ROCm/rocWMMA

Clarification on Using fp16/bf16/half as Compute Type

Closed this issue · 2 comments

Hello,

While reviewing your documentation, I came across the mention that when executing wmma, the compute type can be set to fp16/bf16/half, which are described as "native f32 accumulations downcasted to fp16/bf16/half". I'm curious to understand whether utilizing these lower precision types in compute (which is not enabled in CUDA) can lead to performance improvements. Additionally, could you guide me on how to set this compute type if it can help performance?

Thank you!

Hello @xinyi-li7 ,
Thanks for the question!

On some architectures, such as gfx9 - the multiply-accumulate for floating point types is always natively in fp32 format. This has a higher level of precision which is desirable in many cases to preserve accumulation accuracy. Setting the compute type in this case to half-precision is only an approximation, casting the native fp32 result back down to this size. This may afford some reduction in VREG usage, however at the cost of conversion between f32 and half-precision types which is not very desirable. For gfx9 architectures the highest performance for fp16/bf16/half would be using compute type of f32 to avoid the overhead.

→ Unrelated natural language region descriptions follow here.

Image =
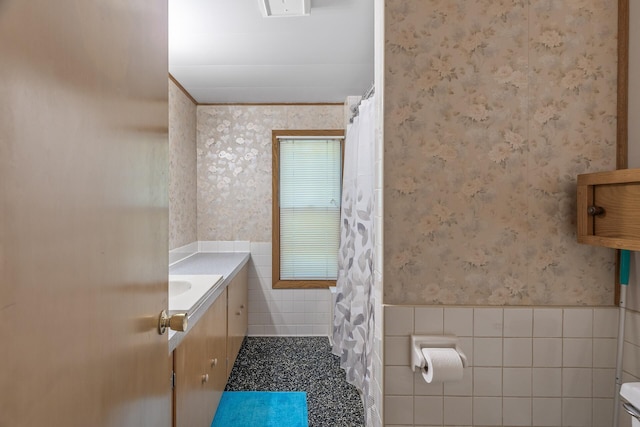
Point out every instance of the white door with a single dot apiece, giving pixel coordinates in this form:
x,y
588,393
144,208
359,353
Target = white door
x,y
83,213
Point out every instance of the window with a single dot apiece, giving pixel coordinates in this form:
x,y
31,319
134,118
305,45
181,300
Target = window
x,y
307,185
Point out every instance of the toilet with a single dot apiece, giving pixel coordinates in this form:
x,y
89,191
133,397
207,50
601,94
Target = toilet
x,y
631,393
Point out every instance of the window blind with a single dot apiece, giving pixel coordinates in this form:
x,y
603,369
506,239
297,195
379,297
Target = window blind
x,y
310,186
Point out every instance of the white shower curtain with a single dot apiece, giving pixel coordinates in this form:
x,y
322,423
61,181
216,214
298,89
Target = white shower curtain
x,y
353,322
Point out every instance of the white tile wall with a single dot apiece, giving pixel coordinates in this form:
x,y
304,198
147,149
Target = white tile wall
x,y
528,366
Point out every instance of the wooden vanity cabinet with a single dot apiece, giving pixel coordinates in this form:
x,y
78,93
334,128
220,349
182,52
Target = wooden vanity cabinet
x,y
609,209
237,315
200,368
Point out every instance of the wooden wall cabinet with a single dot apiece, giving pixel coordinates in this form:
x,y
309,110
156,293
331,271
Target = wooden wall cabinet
x,y
237,316
200,368
609,209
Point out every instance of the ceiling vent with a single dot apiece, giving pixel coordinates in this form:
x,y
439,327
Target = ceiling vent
x,y
274,8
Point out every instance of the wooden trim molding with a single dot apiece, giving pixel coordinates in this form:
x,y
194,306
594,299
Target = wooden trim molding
x,y
301,104
187,94
623,85
275,238
622,130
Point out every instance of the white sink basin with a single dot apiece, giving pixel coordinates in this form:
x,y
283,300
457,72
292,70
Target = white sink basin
x,y
186,291
178,287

Gfx11 architectures on the other hand - the multiply-accumulate for fp16/bf16 natively supports BOTH fp32 and fp16/bf16. Here there is no extra conversion costs to use half-precision compute type. In this case there could be performance gains over fp32 compute type, at the cost of reduced precision which can introduce some tricky numerical issues. At the end of the day - if your data can handle lower precision accumulation, then this would be recommended.

The datatype of your accumulator fragments controls the compute type (see API)

Hope this helps!

Hi @cgmillette,
I see. So the output type of accumulator is essentially the compute type. I'm now using MI100 and MI250X so I guess there's no native lower precision supports. Thank you so much for your patient reply!